Abstract

Legal Reserves (RL) determine a percentage of native vegetation that needs to be maintained in rural properties in Brazil. It can be compensated or allocated by restoring the vegetation on the property itself or in another one. The large-scale restorations projects have a high cost, so it is important to develop forest restoration methodologies that assist in decision making, to identify factors and to map possibilities of allocation of RL. Thus, we aimed to map priority areas for allocating legal reserves and for restoration, a problem of land planning in a general position, applying it to an specific example of the company Suzano S.A. as a case study, the largest pulp and paper company in Latin America, and to discuss the applicability of used criteria. We expect that this methodology would show how much priority and where legal reserves should be allocated, in order to comply with Brazilian legislation. For that, we used Geographic Information System (GIS) and Multiple-Criteria Decision Analysis (MCDA). Selection of criteria was based on territorial planning that assist in forest restoration and of importance to Suzano and they were analyzed by a Hierarchical Analytical Process (AHP) to differentiate the importance of each criterion.

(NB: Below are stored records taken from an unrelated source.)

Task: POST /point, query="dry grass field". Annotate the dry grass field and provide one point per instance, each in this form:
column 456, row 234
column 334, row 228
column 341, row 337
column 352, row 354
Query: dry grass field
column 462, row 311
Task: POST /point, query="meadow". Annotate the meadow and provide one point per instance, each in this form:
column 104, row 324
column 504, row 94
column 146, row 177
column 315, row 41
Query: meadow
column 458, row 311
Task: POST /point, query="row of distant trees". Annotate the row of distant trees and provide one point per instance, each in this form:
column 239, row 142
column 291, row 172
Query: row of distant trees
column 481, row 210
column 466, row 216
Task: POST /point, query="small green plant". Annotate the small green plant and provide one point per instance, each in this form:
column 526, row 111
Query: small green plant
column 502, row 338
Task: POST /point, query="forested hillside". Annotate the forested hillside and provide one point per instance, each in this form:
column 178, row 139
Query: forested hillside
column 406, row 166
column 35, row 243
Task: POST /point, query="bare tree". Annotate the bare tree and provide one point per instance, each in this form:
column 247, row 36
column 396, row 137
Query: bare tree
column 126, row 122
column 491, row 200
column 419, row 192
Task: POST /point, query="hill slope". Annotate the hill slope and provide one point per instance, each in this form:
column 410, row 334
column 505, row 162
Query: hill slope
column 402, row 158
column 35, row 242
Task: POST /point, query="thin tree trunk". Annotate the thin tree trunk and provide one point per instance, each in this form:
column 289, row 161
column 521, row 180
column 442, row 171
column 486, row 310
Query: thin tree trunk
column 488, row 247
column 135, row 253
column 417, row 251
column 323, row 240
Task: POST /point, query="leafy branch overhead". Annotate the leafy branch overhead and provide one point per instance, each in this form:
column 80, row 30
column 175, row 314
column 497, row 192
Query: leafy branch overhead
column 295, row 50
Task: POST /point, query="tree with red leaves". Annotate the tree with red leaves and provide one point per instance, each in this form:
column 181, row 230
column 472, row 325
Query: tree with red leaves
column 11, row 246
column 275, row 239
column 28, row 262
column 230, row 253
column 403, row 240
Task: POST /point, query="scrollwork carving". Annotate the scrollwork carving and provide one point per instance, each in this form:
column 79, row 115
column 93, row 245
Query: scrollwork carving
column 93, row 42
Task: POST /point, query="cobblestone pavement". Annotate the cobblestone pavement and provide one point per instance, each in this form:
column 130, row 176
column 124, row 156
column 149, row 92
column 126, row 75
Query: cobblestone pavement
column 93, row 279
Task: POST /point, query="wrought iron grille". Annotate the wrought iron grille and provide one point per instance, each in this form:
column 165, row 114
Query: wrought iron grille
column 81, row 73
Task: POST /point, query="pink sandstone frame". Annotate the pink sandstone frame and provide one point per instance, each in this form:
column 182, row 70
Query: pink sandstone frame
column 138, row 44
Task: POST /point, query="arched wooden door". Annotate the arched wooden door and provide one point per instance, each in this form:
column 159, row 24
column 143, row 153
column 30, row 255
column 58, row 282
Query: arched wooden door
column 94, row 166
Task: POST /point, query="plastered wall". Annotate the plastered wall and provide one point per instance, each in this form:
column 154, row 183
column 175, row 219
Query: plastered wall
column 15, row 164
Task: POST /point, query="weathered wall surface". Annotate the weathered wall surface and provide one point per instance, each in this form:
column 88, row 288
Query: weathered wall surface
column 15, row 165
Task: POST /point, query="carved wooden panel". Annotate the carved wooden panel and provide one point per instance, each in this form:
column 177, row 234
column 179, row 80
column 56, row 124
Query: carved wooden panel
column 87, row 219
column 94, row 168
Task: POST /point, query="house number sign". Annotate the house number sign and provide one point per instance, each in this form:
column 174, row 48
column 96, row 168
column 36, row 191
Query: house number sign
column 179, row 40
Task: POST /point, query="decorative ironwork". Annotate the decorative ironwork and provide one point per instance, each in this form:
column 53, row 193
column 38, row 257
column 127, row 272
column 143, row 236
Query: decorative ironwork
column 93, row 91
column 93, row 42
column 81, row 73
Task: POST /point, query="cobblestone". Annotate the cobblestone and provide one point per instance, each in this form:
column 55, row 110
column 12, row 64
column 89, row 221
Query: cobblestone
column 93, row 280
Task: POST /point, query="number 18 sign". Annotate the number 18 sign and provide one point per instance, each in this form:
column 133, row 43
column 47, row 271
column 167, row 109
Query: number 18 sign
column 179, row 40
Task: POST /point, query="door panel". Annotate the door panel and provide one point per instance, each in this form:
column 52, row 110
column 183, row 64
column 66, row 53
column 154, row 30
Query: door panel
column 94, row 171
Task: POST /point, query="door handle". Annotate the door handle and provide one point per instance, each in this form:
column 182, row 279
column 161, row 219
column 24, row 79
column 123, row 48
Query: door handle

According to the Brazil forest code, priority areas for RL allocation should consider river basin plans, Ecological-Economic Zoning, ecological corridors connection with protected areas, sites with greatest importance for the conservation of biodiversity and areas of environmental fragility. We found that most part of the state was classified as lower importance priority areas. Instead, current location of Suzano Legal Reserves is mostly in areas that have higher priorities for RL allocation. Thus, allocation or compensation of environmental debts in other basins, as the New Forest Code allows, should be taken with care, as legal reserves might be placed in low priority areas. Critic watersheds criteria determined the outcomes, but also the priority areas defined by São Paulo state. In the beginning of the UN Decade on Restoration, this study provides inputs to regularize rural properties and for increasing native vegetation cover.